Si poteva essere rico­ve­rati con una sola testi­mo­nianza e la denun­cia del Tri­bu­nale spe­ciale, o per delle let­tere con cui, coe­ren­te­mente, si denun­cia­vano soprusi della poli­zia e con­trolli asfis­sianti, che però diven­ta­vano indi­scu­ti­bili mani­fe­sta­zioni di para­noia, come capitò all’ex sin­daco di Moli­nella, Giu­seppe Mas­sa­renti, inter­nato al Santa Maria della Pietà di Roma.

Ma la para­noia era insita nel potere: «L’apparato di con­trollo – fatto di agenti, infor­ma­tori, spie e con­fi­denti – con­tri­buiva atti­va­mente alla costru­zione dell’immagine del maniaco anti­fa­sci­sta, attra­verso la rac­colta e la dif­fu­sione delle noti­zie sui segni dello squi­li­brio men­tale dei sog­getti e sulle loro inten­zioni peri­co­lose», così nell’Archivio cen­trale di Stato si tro­vano fasci­coli di «malati» con anno­ta­zioni del tipo «infermo di mente per mania poli­tica», ma allo stesso tempo, tanti che ricor­sero all’internamento psi­chia­trico per sfug­gire al car­cere e alla poli­zia.

Pra­tica avviata già verso la fine della Prima Guerra Mon­diale da chi, pur sano ma dopo anni di trin­cea, pre­fe­riva dichia­rarsi pazzo, tanto che la psi­chia­tria uffi­ciale cercò un col­le­ga­mento fra la disfatta di Capo­retto e l’antropologia cri­mi­nale.

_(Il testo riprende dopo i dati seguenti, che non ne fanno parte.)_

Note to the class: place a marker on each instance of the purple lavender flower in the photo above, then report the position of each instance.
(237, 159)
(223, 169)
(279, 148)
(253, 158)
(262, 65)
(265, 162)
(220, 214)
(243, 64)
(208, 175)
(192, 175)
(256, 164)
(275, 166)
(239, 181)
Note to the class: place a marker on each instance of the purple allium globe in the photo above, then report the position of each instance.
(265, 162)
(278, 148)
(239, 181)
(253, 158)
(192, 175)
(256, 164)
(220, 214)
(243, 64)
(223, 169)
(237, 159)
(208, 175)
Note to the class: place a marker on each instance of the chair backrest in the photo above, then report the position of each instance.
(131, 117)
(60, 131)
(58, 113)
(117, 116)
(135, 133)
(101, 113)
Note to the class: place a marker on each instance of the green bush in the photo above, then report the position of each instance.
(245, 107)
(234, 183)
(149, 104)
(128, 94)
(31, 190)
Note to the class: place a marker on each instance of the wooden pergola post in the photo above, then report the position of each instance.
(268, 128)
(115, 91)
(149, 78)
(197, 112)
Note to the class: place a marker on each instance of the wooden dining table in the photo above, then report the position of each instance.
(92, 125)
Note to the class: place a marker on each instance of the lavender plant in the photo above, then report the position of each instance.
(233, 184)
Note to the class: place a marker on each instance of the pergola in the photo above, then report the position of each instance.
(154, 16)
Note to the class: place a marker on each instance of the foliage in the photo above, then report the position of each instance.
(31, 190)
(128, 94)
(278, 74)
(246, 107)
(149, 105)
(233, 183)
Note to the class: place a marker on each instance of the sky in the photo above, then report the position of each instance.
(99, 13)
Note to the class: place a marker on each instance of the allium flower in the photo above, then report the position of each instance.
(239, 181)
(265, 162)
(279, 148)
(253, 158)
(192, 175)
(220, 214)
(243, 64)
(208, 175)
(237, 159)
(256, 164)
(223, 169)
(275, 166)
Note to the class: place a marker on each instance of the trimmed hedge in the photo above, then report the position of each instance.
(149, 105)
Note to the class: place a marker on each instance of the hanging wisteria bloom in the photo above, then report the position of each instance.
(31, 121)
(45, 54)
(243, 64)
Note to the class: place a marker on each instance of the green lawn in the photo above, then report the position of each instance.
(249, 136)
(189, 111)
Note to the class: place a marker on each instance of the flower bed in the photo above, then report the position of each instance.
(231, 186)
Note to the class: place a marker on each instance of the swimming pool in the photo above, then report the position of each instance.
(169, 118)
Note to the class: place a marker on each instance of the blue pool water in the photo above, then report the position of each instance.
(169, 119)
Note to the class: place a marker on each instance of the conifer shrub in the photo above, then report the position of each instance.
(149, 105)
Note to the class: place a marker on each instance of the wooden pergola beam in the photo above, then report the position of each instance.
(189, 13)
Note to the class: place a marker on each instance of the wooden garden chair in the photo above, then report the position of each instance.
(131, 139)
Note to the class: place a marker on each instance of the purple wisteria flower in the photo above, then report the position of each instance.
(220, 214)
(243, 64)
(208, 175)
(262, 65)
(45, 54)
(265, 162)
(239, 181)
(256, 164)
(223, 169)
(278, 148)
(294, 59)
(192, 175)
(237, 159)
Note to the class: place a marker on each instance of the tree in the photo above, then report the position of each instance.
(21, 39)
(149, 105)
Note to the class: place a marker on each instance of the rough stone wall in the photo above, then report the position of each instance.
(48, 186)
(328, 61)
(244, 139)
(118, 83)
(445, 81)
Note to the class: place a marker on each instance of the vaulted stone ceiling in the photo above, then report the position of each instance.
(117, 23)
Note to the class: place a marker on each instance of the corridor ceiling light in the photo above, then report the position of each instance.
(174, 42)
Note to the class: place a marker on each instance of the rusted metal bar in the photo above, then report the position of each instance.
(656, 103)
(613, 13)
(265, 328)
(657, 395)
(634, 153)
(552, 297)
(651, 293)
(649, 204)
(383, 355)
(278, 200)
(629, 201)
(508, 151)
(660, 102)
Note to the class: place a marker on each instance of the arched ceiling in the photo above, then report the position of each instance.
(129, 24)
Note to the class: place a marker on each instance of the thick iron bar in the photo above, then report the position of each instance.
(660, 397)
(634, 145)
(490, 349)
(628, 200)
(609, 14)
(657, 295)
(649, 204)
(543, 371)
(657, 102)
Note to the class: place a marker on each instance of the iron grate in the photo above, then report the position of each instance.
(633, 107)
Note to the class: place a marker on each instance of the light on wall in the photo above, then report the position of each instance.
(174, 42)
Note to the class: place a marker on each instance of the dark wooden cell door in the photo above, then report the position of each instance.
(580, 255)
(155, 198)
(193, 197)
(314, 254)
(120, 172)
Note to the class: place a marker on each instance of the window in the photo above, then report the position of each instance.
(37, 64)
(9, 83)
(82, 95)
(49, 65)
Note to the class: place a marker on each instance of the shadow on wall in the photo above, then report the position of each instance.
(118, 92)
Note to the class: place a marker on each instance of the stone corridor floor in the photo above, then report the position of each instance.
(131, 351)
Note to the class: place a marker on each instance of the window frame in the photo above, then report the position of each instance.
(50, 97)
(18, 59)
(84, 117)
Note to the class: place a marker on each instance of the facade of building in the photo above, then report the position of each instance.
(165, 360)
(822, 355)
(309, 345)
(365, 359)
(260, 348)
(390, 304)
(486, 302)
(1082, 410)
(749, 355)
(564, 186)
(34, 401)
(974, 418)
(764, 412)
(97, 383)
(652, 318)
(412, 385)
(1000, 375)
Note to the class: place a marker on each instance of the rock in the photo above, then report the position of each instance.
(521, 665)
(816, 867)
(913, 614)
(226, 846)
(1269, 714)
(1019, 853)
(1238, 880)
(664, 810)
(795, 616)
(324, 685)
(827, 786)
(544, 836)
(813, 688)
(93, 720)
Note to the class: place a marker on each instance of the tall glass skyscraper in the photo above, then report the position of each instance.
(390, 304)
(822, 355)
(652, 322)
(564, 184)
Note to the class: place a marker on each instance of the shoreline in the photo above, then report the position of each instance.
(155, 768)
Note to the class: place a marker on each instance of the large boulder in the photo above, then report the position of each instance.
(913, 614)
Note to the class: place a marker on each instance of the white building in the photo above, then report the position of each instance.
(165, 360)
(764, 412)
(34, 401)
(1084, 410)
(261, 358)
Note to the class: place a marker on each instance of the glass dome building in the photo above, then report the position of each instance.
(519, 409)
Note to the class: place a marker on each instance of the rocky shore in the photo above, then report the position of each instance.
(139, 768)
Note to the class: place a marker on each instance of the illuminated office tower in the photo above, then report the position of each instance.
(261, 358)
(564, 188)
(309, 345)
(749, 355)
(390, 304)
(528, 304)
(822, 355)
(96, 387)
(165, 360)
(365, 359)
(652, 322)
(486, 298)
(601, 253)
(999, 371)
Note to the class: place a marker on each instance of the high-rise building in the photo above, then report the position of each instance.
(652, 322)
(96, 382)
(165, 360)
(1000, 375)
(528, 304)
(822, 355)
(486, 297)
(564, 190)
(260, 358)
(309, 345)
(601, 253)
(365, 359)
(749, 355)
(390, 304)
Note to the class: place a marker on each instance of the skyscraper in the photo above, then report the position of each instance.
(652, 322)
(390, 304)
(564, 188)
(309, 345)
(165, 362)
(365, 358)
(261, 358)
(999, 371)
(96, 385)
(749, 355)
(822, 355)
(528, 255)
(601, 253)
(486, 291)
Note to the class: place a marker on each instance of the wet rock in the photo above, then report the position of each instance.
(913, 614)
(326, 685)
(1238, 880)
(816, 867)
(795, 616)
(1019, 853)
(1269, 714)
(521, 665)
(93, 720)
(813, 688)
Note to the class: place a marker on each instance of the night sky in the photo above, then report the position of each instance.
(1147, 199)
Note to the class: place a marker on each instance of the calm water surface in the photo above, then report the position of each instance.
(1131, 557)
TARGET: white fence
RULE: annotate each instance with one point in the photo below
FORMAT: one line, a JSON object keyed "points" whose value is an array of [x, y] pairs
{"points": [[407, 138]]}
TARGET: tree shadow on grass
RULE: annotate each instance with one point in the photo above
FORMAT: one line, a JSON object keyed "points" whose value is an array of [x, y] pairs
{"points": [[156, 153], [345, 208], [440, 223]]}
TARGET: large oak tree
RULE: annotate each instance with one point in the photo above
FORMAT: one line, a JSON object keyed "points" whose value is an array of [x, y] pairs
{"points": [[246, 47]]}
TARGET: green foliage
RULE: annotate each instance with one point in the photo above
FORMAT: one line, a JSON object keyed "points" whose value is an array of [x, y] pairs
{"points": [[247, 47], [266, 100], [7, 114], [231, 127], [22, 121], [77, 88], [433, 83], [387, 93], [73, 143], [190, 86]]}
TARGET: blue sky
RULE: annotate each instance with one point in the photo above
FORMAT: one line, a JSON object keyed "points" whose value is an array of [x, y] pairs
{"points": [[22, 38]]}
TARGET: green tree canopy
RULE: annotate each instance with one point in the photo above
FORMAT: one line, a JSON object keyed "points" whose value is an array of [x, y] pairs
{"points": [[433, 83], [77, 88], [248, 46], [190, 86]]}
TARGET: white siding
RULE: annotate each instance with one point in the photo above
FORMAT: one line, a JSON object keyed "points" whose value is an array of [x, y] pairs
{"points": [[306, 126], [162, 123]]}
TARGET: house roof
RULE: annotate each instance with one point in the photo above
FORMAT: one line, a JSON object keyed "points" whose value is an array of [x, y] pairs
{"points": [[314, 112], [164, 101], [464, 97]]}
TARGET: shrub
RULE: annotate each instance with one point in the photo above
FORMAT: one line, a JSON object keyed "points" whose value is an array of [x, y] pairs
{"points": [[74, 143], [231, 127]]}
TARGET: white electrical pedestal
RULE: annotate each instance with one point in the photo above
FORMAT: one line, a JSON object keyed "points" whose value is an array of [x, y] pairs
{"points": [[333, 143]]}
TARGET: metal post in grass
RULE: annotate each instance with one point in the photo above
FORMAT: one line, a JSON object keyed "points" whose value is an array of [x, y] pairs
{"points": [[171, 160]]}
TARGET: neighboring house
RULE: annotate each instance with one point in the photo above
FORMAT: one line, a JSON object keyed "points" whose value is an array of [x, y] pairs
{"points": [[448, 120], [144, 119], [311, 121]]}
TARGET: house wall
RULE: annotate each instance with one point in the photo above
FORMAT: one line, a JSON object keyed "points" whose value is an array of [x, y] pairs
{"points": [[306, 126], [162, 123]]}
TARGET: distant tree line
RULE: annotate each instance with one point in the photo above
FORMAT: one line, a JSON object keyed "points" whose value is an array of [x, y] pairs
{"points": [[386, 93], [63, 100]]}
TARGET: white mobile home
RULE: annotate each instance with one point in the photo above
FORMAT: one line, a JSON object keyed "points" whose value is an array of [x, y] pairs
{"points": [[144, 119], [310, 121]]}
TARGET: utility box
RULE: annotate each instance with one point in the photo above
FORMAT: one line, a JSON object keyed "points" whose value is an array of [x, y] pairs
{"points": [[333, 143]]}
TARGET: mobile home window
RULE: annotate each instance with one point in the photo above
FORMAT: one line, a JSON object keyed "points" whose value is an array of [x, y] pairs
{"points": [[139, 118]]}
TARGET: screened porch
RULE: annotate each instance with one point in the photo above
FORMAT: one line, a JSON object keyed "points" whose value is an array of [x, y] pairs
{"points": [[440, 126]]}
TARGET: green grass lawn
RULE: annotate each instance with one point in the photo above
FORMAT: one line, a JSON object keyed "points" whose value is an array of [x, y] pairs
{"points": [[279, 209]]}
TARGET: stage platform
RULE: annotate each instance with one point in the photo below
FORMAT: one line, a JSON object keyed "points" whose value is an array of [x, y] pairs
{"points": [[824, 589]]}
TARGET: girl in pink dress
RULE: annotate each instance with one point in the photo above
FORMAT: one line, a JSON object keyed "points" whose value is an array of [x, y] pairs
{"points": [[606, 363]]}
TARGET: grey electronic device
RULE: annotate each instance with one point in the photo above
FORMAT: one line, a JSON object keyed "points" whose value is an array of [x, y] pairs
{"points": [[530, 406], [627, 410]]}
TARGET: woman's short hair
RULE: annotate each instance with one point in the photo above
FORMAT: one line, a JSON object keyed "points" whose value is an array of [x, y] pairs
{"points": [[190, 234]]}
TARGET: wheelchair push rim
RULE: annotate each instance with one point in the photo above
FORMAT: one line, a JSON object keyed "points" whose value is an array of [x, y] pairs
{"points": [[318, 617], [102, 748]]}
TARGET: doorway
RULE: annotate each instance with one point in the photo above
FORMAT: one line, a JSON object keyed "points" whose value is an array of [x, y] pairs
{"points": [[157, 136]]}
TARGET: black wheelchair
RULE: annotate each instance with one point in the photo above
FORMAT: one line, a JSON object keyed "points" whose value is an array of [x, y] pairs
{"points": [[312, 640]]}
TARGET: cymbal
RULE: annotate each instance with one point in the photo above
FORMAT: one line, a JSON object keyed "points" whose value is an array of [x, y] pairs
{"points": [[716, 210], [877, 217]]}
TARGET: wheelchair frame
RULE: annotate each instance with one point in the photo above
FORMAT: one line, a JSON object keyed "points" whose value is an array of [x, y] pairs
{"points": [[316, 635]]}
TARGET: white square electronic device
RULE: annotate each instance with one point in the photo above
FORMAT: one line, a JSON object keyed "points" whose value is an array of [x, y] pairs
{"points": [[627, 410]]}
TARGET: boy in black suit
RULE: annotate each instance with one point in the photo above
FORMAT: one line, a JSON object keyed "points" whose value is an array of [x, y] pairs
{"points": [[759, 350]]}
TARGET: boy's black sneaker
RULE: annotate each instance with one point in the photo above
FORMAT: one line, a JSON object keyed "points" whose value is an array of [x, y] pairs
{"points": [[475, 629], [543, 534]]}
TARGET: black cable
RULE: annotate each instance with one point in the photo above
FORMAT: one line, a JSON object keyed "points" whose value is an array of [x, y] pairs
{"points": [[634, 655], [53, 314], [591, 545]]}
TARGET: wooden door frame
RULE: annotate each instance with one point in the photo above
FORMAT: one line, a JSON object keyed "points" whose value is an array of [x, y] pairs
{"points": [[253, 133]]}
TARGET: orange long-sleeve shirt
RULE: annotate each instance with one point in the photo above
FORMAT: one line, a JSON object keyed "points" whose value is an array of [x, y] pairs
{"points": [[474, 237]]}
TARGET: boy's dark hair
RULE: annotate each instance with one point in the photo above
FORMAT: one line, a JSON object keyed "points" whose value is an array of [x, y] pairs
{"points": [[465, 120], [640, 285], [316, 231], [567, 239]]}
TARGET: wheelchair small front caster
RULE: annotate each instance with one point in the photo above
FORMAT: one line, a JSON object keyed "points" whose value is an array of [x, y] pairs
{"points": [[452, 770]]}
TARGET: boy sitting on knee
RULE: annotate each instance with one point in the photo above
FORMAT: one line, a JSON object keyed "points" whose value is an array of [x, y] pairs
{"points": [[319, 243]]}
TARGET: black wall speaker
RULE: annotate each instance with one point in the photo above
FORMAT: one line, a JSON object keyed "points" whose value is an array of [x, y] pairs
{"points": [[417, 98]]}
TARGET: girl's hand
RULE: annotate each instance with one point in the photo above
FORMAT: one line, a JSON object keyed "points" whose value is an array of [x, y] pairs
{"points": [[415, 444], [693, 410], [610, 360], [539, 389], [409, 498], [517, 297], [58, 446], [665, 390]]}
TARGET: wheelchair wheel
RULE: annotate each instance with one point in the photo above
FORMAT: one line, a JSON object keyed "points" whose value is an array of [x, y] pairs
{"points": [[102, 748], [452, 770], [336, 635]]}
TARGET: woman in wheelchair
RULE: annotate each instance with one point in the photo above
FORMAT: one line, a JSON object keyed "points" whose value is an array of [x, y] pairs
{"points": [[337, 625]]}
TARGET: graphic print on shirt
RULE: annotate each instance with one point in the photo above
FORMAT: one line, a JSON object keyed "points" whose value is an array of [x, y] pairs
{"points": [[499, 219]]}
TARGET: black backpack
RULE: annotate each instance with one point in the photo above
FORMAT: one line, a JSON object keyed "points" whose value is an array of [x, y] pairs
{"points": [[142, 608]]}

Solo dei delin­quenti pote­vano gene­rare una sconfitta.

Nel libro si rileva che, sep­pur negli ospe­dali psi­chia­trici tanti erano gli iscritti Asso­ciati al Par­tito Nazio­nale Fasci­sta con un ruolo di sor­ve­glianza, infer­mie­ri­stico e dia­gno­stico, ci furono anche diret­tori di mani­comi auto­nomi che si ribel­la­rono alle diret­tive ema­nate dagli organi ammi­ni­stra­tivi, con quali pres­sioni e risul­tati sulla car­riera si può facil­mente immaginare.

È bene ricor­dare che solo con la riforma Basa­glia del 1978 finì l’epoca dei mani­comi, ma se ana­liz­ziamo le tra­gi­che sto­rie rac­con­tate da Petracci e ci rivol­giamo all’attualità, dove la dele­git­ti­ma­zione funge da giu­sti­fi­cante alle vio­la­zioni dello Stato, ci ritro­viamo a com­pren­dere alcune delle dina­mi­che dei casi Ste­fano Cuc­chi e Fran­ce­sco Mastro­gio­vanni. Dro­gato o anar­chico, peri­coli per la società, come una volta alco­liz­zato o comunista.